The United States has committed 30,000 more troops to the conflict, and Britain and other nations have also sent reinforcements to Afghanistan's turbulent south and east, raising the total U.S.- and NATO-led force to more than 100,000.
But as well as troops, there is a renewed focus on providing civilian aid and development to try to prevent the Afghan people turning to the insurgency, and to support an Afghan government that is battling corruption and struggling for authority.
"There is no military solution," Swedish Foreign Minister Carl Bildt told reporters as he arrived in Brussels.
"There has to be building up of the governance and the civilian infrastructure of the country. That will take money and time, commodities in spare supply in the politics of the West."
President Hamid Karzai will join NATO Secretary-General Anders Fogh Rasmussen, U.N. Secretary-General Ban Ki-moon, Brown, Miliband, and senior officials from the United States, Russia, and other parties for the January 28 conference.

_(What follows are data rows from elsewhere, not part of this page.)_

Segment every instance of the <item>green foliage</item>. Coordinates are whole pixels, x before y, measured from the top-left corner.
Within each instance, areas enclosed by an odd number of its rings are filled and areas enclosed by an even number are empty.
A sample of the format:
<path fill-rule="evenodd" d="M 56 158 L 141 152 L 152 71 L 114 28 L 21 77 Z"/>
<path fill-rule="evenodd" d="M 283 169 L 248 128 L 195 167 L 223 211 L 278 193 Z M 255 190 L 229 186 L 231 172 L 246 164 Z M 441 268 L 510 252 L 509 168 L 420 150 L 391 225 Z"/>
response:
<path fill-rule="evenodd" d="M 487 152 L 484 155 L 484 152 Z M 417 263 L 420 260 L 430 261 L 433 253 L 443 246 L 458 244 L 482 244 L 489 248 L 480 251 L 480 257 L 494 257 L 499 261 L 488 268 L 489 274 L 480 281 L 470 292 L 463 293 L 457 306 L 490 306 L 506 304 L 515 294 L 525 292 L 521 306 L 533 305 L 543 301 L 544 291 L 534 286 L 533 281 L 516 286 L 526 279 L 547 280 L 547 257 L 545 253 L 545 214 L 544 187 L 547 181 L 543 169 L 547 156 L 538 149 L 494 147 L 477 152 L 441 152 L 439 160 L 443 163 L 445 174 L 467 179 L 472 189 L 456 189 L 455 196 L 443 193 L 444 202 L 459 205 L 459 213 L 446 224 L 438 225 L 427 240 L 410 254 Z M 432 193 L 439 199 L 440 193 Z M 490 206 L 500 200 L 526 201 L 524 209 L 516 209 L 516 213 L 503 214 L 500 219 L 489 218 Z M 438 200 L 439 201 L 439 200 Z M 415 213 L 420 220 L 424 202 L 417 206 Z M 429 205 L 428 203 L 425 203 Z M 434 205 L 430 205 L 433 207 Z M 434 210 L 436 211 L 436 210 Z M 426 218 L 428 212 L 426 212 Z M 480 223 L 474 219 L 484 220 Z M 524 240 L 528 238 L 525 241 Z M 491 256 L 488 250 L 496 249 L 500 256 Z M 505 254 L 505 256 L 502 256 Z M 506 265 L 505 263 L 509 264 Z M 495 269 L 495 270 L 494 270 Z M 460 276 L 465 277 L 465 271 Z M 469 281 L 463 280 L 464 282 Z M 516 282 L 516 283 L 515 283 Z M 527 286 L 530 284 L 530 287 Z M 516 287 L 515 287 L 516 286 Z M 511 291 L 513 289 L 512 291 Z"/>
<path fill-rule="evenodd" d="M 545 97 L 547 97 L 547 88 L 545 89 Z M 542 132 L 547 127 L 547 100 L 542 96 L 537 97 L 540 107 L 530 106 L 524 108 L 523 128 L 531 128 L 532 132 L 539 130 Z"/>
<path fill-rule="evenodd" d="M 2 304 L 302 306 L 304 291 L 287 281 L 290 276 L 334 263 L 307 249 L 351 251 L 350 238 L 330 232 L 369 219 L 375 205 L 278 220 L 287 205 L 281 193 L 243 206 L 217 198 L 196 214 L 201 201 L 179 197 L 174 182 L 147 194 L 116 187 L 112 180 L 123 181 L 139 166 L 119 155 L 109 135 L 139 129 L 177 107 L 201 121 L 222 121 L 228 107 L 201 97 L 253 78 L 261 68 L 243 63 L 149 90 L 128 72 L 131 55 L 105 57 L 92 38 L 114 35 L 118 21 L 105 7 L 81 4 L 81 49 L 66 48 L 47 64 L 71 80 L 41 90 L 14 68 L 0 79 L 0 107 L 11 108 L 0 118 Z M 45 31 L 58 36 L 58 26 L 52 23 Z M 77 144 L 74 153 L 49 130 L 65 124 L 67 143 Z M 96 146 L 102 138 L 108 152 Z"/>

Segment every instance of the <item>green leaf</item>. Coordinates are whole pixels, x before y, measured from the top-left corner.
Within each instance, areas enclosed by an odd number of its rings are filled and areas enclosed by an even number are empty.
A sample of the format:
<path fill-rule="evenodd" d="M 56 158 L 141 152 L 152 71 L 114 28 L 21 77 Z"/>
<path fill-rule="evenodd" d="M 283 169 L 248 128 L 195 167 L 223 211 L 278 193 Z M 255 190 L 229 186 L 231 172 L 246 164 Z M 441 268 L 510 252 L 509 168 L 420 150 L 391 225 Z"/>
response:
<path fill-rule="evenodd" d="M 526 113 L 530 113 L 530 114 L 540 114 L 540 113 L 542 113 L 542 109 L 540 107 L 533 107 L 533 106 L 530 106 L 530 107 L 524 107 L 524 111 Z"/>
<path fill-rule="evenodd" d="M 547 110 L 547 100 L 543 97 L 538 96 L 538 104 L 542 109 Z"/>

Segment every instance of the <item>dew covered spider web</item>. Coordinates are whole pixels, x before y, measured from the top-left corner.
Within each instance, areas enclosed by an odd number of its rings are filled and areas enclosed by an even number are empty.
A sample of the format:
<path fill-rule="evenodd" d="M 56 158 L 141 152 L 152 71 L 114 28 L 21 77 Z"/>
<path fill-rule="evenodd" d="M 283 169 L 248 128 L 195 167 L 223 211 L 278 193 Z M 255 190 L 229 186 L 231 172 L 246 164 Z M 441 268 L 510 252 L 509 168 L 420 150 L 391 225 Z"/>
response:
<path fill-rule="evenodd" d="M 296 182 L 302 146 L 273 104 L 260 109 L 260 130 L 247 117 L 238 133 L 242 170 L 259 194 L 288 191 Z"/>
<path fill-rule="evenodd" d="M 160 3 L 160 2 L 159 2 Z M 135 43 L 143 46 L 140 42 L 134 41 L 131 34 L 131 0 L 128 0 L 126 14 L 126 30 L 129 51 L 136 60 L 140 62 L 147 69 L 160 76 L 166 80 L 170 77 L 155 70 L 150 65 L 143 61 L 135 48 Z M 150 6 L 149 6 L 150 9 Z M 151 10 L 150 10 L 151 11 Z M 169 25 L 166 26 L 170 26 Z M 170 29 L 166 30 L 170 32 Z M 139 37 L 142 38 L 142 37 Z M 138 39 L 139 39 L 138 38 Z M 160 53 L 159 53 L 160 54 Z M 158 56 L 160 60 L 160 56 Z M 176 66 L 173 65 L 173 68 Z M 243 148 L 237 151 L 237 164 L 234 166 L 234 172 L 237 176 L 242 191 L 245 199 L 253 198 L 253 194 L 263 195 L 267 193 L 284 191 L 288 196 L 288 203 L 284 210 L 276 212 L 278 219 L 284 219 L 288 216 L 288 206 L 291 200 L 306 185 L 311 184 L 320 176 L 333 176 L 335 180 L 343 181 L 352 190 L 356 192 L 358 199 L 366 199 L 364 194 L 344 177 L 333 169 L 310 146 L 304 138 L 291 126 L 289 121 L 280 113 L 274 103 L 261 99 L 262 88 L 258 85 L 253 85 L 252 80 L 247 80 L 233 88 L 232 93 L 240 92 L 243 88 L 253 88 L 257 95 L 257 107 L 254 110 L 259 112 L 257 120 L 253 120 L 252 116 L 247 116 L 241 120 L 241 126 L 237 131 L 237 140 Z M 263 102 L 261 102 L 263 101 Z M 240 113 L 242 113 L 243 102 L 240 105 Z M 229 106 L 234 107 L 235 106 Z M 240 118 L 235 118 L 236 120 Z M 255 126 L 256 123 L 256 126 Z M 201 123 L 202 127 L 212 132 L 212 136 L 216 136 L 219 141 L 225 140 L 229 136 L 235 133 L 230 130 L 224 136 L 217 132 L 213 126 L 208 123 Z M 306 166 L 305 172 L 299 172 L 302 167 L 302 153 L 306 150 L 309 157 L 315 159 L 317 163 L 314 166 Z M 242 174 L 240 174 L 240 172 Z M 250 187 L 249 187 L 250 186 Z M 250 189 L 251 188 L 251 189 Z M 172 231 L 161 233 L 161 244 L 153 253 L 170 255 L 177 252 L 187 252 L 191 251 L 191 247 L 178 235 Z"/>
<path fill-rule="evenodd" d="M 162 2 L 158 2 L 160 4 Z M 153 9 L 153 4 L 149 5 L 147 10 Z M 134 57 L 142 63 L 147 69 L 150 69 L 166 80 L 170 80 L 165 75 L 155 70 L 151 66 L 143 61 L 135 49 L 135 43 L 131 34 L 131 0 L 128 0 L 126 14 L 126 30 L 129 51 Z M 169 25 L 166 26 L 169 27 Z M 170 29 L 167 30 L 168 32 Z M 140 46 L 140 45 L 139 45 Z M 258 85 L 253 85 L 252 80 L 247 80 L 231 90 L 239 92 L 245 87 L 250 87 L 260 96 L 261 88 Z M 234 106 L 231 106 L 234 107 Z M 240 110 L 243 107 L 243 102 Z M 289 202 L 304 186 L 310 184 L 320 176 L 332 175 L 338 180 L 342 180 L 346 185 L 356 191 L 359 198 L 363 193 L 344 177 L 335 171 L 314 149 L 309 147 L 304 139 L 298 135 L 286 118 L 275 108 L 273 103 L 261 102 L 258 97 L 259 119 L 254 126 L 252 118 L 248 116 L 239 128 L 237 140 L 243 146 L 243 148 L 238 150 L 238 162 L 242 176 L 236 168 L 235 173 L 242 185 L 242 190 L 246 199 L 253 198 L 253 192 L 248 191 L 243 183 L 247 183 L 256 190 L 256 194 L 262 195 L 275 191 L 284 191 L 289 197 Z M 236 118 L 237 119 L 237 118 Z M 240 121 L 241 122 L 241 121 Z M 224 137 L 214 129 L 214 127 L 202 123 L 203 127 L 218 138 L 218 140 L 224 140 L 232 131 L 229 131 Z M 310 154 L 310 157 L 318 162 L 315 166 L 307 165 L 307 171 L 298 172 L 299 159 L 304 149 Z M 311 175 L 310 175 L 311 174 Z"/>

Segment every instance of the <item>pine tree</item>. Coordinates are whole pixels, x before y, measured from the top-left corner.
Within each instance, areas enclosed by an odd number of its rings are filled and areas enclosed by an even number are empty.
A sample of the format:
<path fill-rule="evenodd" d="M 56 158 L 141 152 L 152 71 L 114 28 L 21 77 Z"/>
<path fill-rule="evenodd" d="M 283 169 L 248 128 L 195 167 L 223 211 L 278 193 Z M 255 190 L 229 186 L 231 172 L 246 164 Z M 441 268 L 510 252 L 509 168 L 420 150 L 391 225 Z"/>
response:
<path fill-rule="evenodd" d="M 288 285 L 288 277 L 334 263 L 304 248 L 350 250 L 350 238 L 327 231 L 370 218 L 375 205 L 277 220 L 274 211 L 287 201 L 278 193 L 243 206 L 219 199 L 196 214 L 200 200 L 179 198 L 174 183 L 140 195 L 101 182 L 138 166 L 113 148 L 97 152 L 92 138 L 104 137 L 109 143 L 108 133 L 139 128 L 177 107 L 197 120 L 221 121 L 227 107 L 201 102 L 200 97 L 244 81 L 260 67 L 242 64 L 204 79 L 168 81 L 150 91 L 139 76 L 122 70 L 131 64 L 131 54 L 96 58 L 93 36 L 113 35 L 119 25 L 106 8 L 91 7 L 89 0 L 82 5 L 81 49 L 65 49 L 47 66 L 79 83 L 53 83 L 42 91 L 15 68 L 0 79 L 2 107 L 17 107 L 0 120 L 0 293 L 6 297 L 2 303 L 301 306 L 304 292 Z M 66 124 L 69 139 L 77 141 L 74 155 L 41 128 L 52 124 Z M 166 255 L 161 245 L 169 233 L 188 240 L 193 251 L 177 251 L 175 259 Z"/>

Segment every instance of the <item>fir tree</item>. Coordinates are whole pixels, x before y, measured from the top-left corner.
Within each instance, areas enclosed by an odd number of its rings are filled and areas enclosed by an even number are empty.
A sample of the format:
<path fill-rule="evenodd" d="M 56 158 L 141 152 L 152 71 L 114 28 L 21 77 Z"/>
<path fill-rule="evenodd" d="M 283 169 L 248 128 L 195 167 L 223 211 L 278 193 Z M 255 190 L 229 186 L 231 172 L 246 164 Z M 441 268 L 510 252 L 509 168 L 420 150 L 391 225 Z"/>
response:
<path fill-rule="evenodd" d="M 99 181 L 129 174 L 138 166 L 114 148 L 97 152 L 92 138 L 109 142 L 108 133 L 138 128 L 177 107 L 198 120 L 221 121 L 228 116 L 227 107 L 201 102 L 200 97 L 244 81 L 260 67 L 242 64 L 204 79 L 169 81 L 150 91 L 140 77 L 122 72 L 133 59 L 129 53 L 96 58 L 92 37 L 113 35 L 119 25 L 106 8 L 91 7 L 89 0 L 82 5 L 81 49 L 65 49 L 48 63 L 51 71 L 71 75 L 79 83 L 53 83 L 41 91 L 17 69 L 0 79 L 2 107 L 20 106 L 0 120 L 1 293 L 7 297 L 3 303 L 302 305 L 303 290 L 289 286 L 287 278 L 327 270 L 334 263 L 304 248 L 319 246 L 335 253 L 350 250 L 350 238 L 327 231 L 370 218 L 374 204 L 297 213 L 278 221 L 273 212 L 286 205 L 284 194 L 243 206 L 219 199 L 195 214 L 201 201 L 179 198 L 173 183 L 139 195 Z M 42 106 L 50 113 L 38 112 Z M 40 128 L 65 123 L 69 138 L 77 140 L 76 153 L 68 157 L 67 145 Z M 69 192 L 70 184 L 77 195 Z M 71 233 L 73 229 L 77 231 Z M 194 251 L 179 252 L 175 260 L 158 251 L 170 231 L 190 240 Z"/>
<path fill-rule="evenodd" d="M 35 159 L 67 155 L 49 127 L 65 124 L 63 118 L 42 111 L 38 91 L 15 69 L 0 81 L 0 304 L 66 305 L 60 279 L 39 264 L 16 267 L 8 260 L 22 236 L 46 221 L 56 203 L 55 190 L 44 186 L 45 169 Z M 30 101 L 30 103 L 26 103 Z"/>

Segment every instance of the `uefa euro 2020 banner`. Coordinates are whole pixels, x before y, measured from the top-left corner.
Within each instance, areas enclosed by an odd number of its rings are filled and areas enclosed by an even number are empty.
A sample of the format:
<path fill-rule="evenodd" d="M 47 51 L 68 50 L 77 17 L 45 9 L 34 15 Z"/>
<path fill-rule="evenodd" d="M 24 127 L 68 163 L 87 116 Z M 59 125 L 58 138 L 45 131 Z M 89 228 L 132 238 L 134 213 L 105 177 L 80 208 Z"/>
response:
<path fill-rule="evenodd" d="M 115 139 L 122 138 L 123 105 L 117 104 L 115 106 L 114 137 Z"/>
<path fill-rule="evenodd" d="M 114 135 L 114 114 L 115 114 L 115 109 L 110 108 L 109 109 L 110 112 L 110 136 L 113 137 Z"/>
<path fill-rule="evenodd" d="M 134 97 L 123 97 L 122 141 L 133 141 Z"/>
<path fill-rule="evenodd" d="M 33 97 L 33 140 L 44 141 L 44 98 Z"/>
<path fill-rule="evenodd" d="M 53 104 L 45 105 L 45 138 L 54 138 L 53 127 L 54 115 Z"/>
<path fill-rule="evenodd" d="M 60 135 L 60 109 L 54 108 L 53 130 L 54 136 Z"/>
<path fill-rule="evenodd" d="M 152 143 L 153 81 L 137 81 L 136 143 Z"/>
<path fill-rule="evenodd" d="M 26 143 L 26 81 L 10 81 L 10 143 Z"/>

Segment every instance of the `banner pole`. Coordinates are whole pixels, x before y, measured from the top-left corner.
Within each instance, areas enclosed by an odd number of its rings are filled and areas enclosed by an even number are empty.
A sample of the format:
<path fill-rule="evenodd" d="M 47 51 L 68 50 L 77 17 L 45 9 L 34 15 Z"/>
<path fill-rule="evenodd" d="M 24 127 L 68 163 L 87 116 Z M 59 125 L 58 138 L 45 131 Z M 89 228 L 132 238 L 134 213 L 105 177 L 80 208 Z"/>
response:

U.S. General Stanley McChrystal, the commander of the NATO operation in Afghanistan, said in comments published today that he believed the increase in troops was enough to weaken the Taliban and force its leaders into peace discussions.
Talking to the Taliban -- or what U.S. General David Petraeus, McChrystal's boss, has called "reintegration" -- is expected to form a large part of discussions in London.
German Foreign Minister Guido Westerwelle told reporters today that he saw reintegration of Taliban fighters as a critical element in any strategy to stabilise the country, and said there needed to be a means of support for those who down weapons.
"The military question is important but will not lead alone to a solution," said Westerwelle, whose country is under pressure to increase its contribution of troops in Afghanistan.
"It is crucial that we reintegrate the followers who support the Taliban because of economic reasons. This is a completely new approach," he said.
Miliband, who will chair the conference and holds talks with Karzai in Turkey on January 26 in preparation for the meeting, said Taliban reintegration was a critical plank in the new strategy.
"The absolutely clear message from the military as well as from the civilian side is that the resolution in Afghanistan needs a political settlement," he said.